Natural CO2-rich springs emanate along an 80 km long North-South trending Fault in Eastern, South Africa. The geological units that outcrops along the Fault are the Dwyka Group rocks that are made up of mainly tillites and subordinate sandstone, shales and conglomerates. Hydrogeological, hydrochemical and environmental isotopes (δ2H, δ18O, 3H, δ13C and 14C) were used to characterise deep and shallow circulating groundwater along the fault. Groundwater and surface water samples at both CO2 emission and CO2 free streams, springs and boreholes around the Fault zone were collected and analyzed. Onsite physicochemical parameters including electrical conductivity (EC), total dissolved solids (TDS), pH, Temperature, DO, Eh, ORP, total alkalinity, CO32-, HCO3- at various surface and groundwater points were measured onsite.

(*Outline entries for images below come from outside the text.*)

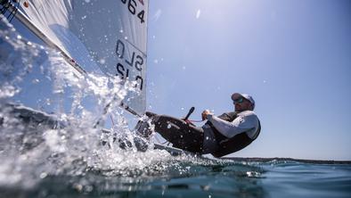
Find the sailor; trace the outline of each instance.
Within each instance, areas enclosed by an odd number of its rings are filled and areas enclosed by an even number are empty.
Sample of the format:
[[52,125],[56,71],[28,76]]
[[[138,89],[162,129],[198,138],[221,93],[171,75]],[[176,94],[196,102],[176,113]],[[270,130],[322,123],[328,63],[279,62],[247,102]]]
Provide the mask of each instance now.
[[[188,120],[152,112],[145,114],[154,124],[154,130],[177,147],[199,154],[211,153],[222,157],[243,149],[259,135],[261,126],[253,111],[255,101],[247,94],[232,95],[235,111],[215,116],[208,110],[201,113],[208,120],[199,128]],[[148,136],[151,131],[140,123],[137,130]]]

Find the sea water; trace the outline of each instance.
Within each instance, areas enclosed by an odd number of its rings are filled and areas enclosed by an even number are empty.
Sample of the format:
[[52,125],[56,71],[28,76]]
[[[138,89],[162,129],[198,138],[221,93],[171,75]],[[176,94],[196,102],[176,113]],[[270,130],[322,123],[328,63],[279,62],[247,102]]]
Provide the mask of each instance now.
[[[0,197],[351,197],[347,162],[172,156],[152,142],[146,152],[121,149],[113,138],[135,133],[115,103],[133,86],[78,77],[5,19],[0,28]],[[12,103],[46,111],[61,126],[26,125]],[[113,136],[103,146],[100,121],[108,115]]]

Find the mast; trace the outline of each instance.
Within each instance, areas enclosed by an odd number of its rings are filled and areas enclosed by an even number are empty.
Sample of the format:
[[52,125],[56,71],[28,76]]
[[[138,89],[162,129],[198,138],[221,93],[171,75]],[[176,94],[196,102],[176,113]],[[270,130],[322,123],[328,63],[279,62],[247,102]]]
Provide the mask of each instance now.
[[86,75],[88,62],[106,76],[135,81],[137,93],[128,92],[119,106],[135,116],[143,114],[147,0],[37,0],[26,1],[20,10],[18,2],[0,0],[37,37],[58,50],[79,74]]

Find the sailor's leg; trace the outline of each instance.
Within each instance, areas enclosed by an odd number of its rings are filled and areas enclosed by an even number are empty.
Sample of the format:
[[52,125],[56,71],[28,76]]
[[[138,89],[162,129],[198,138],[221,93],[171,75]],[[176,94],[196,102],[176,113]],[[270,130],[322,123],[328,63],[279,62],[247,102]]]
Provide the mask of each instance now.
[[175,147],[192,153],[201,153],[203,130],[185,121],[166,115],[152,117],[155,131],[173,144]]

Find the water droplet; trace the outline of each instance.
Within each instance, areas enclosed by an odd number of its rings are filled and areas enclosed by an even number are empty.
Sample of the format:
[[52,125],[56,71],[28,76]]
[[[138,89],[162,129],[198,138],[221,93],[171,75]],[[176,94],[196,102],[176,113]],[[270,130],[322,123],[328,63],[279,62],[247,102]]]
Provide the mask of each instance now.
[[200,18],[200,14],[201,14],[201,10],[198,10],[198,12],[196,12],[196,19]]
[[39,177],[40,177],[40,178],[45,178],[47,177],[47,173],[42,172]]

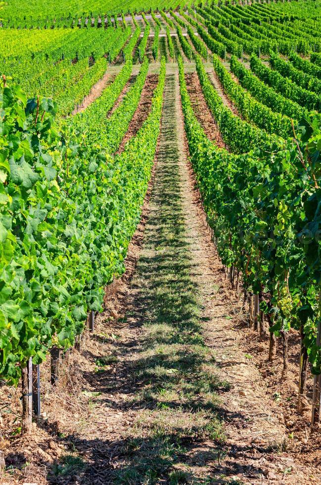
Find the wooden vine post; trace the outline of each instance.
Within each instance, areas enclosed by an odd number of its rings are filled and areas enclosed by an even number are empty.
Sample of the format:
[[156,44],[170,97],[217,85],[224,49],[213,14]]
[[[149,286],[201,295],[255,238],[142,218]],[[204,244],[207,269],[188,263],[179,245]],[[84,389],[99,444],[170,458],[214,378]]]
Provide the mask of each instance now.
[[32,364],[32,400],[35,415],[40,416],[40,368],[39,364]]
[[[318,322],[317,345],[320,346],[321,342],[321,320]],[[320,388],[321,388],[321,374],[315,375],[313,382],[313,394],[312,395],[312,414],[311,416],[311,428],[320,419]]]
[[89,330],[93,332],[94,329],[95,312],[93,310],[91,310],[89,313]]
[[32,425],[32,359],[21,369],[22,433],[30,433]]
[[52,386],[56,386],[59,377],[60,363],[60,349],[53,347],[50,349],[50,378]]
[[307,389],[307,372],[308,370],[308,350],[303,343],[305,337],[303,325],[301,324],[300,334],[301,344],[300,348],[300,374],[299,378],[299,398],[298,409],[301,409],[301,398],[305,395]]

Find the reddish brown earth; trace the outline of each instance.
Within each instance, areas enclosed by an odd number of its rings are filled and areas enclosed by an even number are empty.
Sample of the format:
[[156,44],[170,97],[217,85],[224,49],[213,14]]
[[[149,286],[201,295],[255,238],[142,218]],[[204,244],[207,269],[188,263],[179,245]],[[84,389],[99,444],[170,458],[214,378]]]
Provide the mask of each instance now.
[[42,365],[31,435],[19,434],[21,389],[0,387],[1,485],[321,483],[311,381],[306,409],[296,409],[298,336],[284,381],[280,346],[269,364],[268,340],[249,328],[225,276],[188,158],[178,76],[169,74],[126,272],[106,289],[94,332],[70,350],[55,388]]

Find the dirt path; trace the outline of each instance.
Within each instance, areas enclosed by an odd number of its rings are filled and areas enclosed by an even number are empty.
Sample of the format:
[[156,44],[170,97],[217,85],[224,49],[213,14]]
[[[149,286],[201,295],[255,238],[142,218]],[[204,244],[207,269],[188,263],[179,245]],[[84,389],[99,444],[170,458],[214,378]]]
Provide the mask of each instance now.
[[99,395],[89,432],[73,440],[86,464],[80,482],[305,484],[307,471],[286,452],[282,410],[242,348],[240,302],[211,241],[185,147],[173,73],[136,267],[130,261],[118,305],[99,317],[96,332],[113,339],[91,350],[105,360],[87,374]]
[[190,101],[198,121],[201,125],[207,137],[215,140],[221,148],[226,147],[220,130],[214,122],[204,97],[202,88],[196,72],[187,73],[185,75],[186,86]]
[[84,98],[82,104],[75,108],[71,114],[77,114],[86,109],[87,106],[99,97],[107,84],[112,82],[112,79],[109,70],[107,69],[103,77],[92,86],[89,94]]
[[55,389],[44,366],[44,413],[27,441],[6,437],[13,468],[3,483],[320,483],[318,468],[293,453],[283,408],[247,352],[241,302],[197,194],[178,73],[169,73],[127,272]]
[[154,90],[157,85],[158,82],[158,76],[157,74],[147,74],[137,109],[131,120],[128,129],[122,140],[117,153],[122,152],[126,144],[132,137],[136,135],[148,116],[151,108],[151,99]]
[[234,114],[236,115],[236,116],[239,116],[236,108],[235,107],[233,103],[230,101],[224,93],[224,91],[221,83],[220,82],[219,78],[217,77],[216,73],[214,72],[214,71],[212,70],[208,73],[208,76],[210,78],[210,81],[217,91],[218,94],[223,101],[223,104],[224,105],[226,106],[228,108],[229,108],[230,110],[234,113]]

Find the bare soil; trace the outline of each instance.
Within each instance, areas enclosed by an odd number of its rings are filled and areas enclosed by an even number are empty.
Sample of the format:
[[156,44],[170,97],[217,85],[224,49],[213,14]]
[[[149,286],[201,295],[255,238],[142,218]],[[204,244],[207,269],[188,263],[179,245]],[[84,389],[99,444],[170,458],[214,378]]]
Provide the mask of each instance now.
[[122,152],[127,142],[136,135],[148,116],[151,108],[153,93],[158,82],[157,74],[147,74],[137,109],[131,120],[126,134],[122,140],[117,153]]
[[19,434],[21,389],[0,387],[1,484],[321,483],[309,401],[295,410],[297,335],[285,383],[280,348],[268,364],[225,276],[188,154],[170,74],[126,272],[56,387],[42,365],[31,435]]
[[86,109],[87,106],[91,104],[95,99],[96,99],[97,97],[99,97],[107,84],[112,83],[114,78],[114,77],[111,76],[107,70],[101,79],[99,79],[92,86],[89,94],[87,96],[85,96],[84,98],[82,104],[79,105],[78,107],[75,108],[72,114],[74,115],[77,114],[77,113],[81,113],[82,111]]
[[198,121],[210,140],[215,141],[219,146],[226,147],[219,129],[206,104],[197,73],[186,73],[185,79],[187,92]]

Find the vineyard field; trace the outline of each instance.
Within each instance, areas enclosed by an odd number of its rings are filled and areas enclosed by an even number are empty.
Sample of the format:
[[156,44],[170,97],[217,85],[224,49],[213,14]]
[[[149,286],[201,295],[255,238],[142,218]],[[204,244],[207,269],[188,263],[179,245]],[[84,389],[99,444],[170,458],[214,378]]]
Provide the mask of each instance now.
[[321,484],[321,0],[0,44],[0,483]]

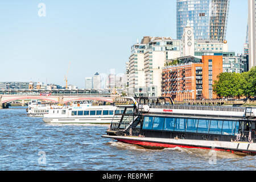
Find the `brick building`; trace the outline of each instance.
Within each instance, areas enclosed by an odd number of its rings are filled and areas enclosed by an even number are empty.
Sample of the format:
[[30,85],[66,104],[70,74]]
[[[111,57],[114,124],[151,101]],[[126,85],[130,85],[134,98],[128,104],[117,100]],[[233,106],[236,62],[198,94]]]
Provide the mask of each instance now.
[[162,96],[176,101],[216,98],[212,85],[222,69],[221,53],[167,60],[162,72]]

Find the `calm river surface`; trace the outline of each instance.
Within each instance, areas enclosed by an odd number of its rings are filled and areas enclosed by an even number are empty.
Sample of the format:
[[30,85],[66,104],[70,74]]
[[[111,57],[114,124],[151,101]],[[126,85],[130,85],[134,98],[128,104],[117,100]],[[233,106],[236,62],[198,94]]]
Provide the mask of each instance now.
[[[0,110],[0,170],[255,170],[256,156],[151,150],[101,136],[107,125],[49,125],[26,109]],[[216,160],[214,155],[217,156]]]

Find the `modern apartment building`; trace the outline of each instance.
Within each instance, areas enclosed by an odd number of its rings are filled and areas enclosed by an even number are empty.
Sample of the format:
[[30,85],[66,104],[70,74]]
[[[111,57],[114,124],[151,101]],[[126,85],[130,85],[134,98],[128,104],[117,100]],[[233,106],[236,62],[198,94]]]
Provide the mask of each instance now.
[[92,77],[86,77],[84,88],[85,89],[92,89],[93,88]]
[[234,52],[223,54],[223,72],[241,73],[248,71],[248,55],[235,56]]
[[256,66],[256,1],[248,0],[249,69]]
[[181,41],[171,38],[144,36],[131,47],[127,64],[128,95],[160,96],[165,60],[180,56]]
[[195,39],[225,40],[229,0],[177,0],[177,39],[181,39],[188,20]]
[[217,40],[197,40],[195,43],[195,52],[222,52],[228,51],[228,42]]
[[92,78],[93,88],[93,89],[101,89],[101,78],[98,72],[93,75]]
[[204,53],[201,59],[186,56],[166,61],[163,69],[162,93],[174,101],[216,98],[213,81],[222,72],[222,54]]

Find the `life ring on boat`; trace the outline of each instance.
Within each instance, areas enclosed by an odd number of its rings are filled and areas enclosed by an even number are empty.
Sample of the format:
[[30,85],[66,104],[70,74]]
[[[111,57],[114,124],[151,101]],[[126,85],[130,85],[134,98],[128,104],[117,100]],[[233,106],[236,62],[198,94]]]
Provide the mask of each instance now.
[[129,134],[130,134],[130,136],[131,136],[133,134],[133,130],[131,129],[131,127],[130,129]]

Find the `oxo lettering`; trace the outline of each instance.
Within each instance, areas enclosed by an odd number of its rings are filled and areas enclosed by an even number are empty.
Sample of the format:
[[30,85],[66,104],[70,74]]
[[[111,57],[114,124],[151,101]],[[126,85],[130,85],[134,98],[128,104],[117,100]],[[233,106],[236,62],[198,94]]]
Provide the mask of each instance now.
[[172,110],[171,110],[171,109],[164,109],[163,111],[164,112],[172,112]]

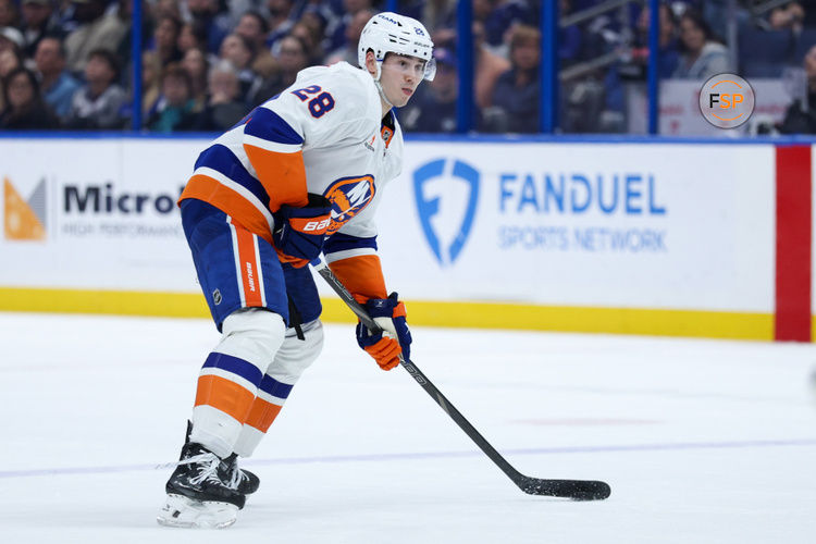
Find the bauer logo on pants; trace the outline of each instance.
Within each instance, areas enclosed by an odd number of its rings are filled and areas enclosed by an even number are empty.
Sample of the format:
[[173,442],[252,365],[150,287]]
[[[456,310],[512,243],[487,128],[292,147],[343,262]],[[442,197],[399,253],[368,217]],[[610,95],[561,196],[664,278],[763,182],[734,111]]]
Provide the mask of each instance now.
[[453,264],[473,226],[479,171],[458,159],[438,159],[413,172],[417,211],[440,265]]

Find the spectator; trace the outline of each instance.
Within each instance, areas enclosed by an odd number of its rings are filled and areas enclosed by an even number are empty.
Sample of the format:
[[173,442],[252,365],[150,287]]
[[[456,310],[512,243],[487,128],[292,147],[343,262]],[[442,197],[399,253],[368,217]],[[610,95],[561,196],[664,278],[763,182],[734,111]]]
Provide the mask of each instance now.
[[493,9],[484,20],[485,40],[492,48],[505,50],[505,42],[512,34],[512,27],[518,24],[531,24],[533,12],[522,0],[507,0],[491,2]]
[[181,2],[178,0],[156,0],[156,3],[148,3],[150,18],[159,21],[161,17],[174,17],[182,21]]
[[158,53],[162,66],[182,60],[182,52],[178,49],[181,32],[182,22],[171,15],[162,15],[157,22],[149,49]]
[[[359,12],[373,12],[374,10],[371,4],[371,0],[343,0],[343,11],[341,16],[332,21],[325,29],[326,48],[329,51],[339,49],[346,44],[348,39],[346,36],[346,27],[351,24],[351,21]],[[366,25],[363,24],[363,26]],[[362,29],[360,29],[360,33],[362,33]]]
[[680,48],[682,55],[673,77],[680,79],[707,79],[728,72],[728,50],[719,44],[708,23],[698,11],[689,9],[680,18]]
[[0,0],[0,28],[3,26],[17,26],[20,12],[14,0]]
[[218,53],[221,42],[232,28],[230,16],[219,13],[218,0],[186,0],[193,23],[205,28],[207,51]]
[[23,54],[18,49],[0,49],[0,77],[5,77],[15,67],[23,65]]
[[309,66],[323,63],[323,46],[321,45],[321,37],[317,34],[314,28],[298,21],[295,23],[295,26],[292,27],[289,35],[298,38],[306,45],[306,54],[309,58]]
[[[120,42],[131,30],[131,25],[123,17],[126,14],[115,10],[106,14],[104,0],[71,0],[74,5],[74,17],[79,26],[65,38],[67,69],[82,72],[85,62],[90,59],[90,51],[107,49],[116,51]],[[122,16],[120,16],[120,13]]]
[[170,64],[164,69],[161,97],[147,125],[153,132],[173,133],[193,131],[197,124],[198,114],[189,74],[180,64]]
[[34,57],[37,46],[46,36],[54,36],[59,28],[51,21],[53,7],[51,0],[23,0],[23,37],[26,57]]
[[207,51],[207,28],[201,22],[189,22],[182,25],[176,46],[182,54],[189,49]]
[[119,61],[107,49],[95,49],[85,65],[85,85],[74,95],[65,125],[79,129],[121,128],[127,96],[115,82]]
[[265,102],[295,83],[297,73],[309,65],[306,44],[295,36],[286,36],[281,40],[277,62],[281,71],[274,77],[263,82],[263,85],[256,92],[252,103]]
[[357,46],[360,42],[360,35],[371,17],[374,16],[373,10],[360,10],[346,25],[346,44],[342,48],[335,49],[326,58],[326,64],[334,64],[341,61],[348,62],[353,66],[357,65]]
[[22,54],[24,47],[25,38],[23,37],[23,33],[13,26],[0,27],[0,51],[12,49]]
[[182,59],[182,67],[189,75],[196,111],[200,111],[207,103],[207,74],[210,67],[207,54],[201,49],[188,49]]
[[807,94],[788,107],[778,127],[782,134],[816,134],[816,46],[807,51],[803,64]]
[[541,33],[517,26],[510,37],[511,69],[498,78],[493,92],[497,118],[486,126],[493,132],[539,131],[539,55]]
[[141,119],[150,119],[161,96],[162,66],[159,53],[141,52]]
[[250,97],[258,92],[262,83],[258,74],[252,72],[251,69],[255,59],[252,44],[238,34],[231,34],[221,42],[221,54],[219,57],[232,62],[235,70],[238,71],[242,99],[249,101]]
[[256,53],[251,69],[263,79],[272,77],[277,72],[277,61],[265,45],[268,33],[267,21],[257,11],[244,13],[235,27],[235,34],[243,36],[252,44]]
[[510,62],[487,49],[484,44],[484,24],[473,20],[473,65],[475,79],[473,82],[475,102],[479,108],[487,108],[493,103],[493,90],[498,78],[510,70]]
[[5,106],[3,89],[3,81],[5,76],[11,74],[15,69],[23,66],[23,55],[18,49],[9,48],[0,49],[0,110]]
[[223,132],[240,121],[249,108],[240,100],[238,73],[231,63],[217,63],[210,70],[208,79],[209,98],[198,128]]
[[456,97],[458,75],[456,59],[447,49],[434,49],[436,76],[419,87],[417,97],[400,114],[408,131],[452,133],[456,131]]
[[34,63],[40,75],[46,103],[58,118],[65,119],[81,84],[65,70],[65,48],[59,38],[45,37],[37,46]]
[[269,12],[269,34],[267,35],[267,48],[277,52],[280,41],[288,36],[295,26],[293,13],[294,0],[267,0]]
[[791,29],[799,34],[802,32],[805,10],[799,2],[789,2],[770,11],[768,23],[775,30]]
[[[571,0],[560,0],[561,15],[566,16],[572,12]],[[558,30],[558,61],[560,67],[568,67],[578,62],[583,47],[583,36],[578,25],[569,25]]]
[[7,131],[45,131],[59,127],[57,118],[39,94],[37,76],[22,66],[12,70],[3,81],[0,128]]

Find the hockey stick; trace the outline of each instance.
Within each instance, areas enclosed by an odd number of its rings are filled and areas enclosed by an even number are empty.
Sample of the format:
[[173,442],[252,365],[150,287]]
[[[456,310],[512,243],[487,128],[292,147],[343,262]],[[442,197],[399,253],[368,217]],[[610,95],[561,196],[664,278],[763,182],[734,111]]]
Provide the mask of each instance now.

The results indicate that all deep circulating travertine cone springs along the fault zone are characterized by high salinity (EC > 6000 µS/cm), Na-Ca-Mg-HCO3 water type, depleted heavy stable isotopic signal with > 30‰ d-excess values, detectable tritium and dead 14C values. The δ18O versus δ2H stable isotope plot of the travertine cone springs shows a major negative shift from the meteoric water lines with δ18O and δ2H values ranging from -7.78 to -6.52 ‰ and -21.5 to -17.9 ‰, respectively. While, the shallow circulating groundwater and river samples show freshwater, Ca-Na-Mg-HCO3 water type, stable isotopic composition that reflect local and modern precipitation and < 18 d-excess values. These observations indicate that the reservoir and source of recharge for the deep circulating groundwater are different from the shallow groundwater and surface water.
A conceptual hydrogeological including inverse hydrogeochemical model is proposed to explain the deep circulation of groundwater and generation of CO2 along the fault zone and formation of travertine springs. The hydrogeochemical inverse model indicates that the major geochemical processes that are responsible for the observed hydrochemistry are the dissolution of calcite, dolomite, Pyrite, Goethite, K-feldspars, fluorite, albite and sylvite and the formation of calcite, amorphous silica, iron hydroxide, iron carbonates, kaolinite and CO2 gas. The inverse modelling results are supported by calculation of saturation indices (SI) for various mineral phases. The precipitation of calcite, amorphous silica and iron carbonates were validated by XRF, XRD and thin section analyses results of samples taken from the travertine cones.
Key Words/Phrases: CO2-rich springs, deep and shallow groundwater, Environmental isotopes, Hydrogeochemical characterization, eastern South Africa.